# Employee Salary Prediction using Machine Learning
This project predicts employee salaries based on features like experience, education, job role, location, and industry.

In [None]:
import pandas as pd
import numpy as np
import matplotlib.pyplot as plt
import seaborn as sns

from sklearn.model_selection import train_test_split
from sklearn.linear_model import LinearRegression
from sklearn.metrics import mean_squared_error, r2_score

## Load Sample Dataset

In [None]:
# Sample dataset
data = {
    'experience': [1, 3, 5, 7, 9],
    'education': ['Bachelors', 'Masters', 'PhD', 'Bachelors', 'Masters'],
    'job_role': ['Developer', 'Manager', 'Data Scientist', 'Developer', 'Manager'],
    'location': ['Delhi', 'Mumbai', 'Bangalore', 'Hyderabad', 'Chennai'],
    'industry': ['Tech', 'Finance', 'Healthcare', 'Tech', 'Finance'],
    'salary': [30000, 50000, 90000, 60000, 70000]
}

# Create DataFrame
df = pd.DataFrame(data)
df.head()

## Data Preprocessing (Encoding Categorical Features)

In [None]:
# Encode categorical variables using one-hot encoding
df_encoded = pd.get_dummies(df, columns=['education', 'job_role', 'location', 'industry'], drop_first=True)

## Split Data into Training and Test Sets

In [None]:
# Separate features and target
X = df_encoded.drop('salary', axis=1)
y = df_encoded['salary']

# Train/test split
X_train, X_test, y_train, y_test = train_test_split(X, y, test_size=0.2, random_state=42)

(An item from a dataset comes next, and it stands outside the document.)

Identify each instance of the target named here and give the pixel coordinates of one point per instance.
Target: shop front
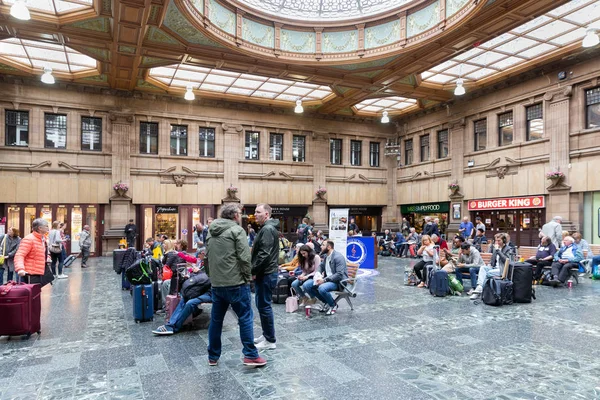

## Train Linear Regression Model

In [None]:
# Train model
model = LinearRegression()
model.fit(X_train, y_train)

## Model Evaluation

In [None]:
# Predict and evaluate
y_pred = model.predict(X_test)

r2 = r2_score(y_test, y_pred)
mse = mean_squared_error(y_test, y_pred)

print("R² Score:", r2)
print("Mean Squared Error:", mse)

## Visualization: Actual vs Predicted Salary

In [None]:
plt.figure(figsize=(8, 5))
sns.scatterplot(x=y_test, y=y_pred)
plt.plot([y.min(), y.max()], [y.min(), y.max()], 'r--')
plt.xlabel("Actual Salary")
plt.ylabel("Predicted Salary")
plt.title("Actual vs Predicted Salary")
plt.grid(True)
plt.show()

## Conclusion
This model is a simple Linear Regression approach.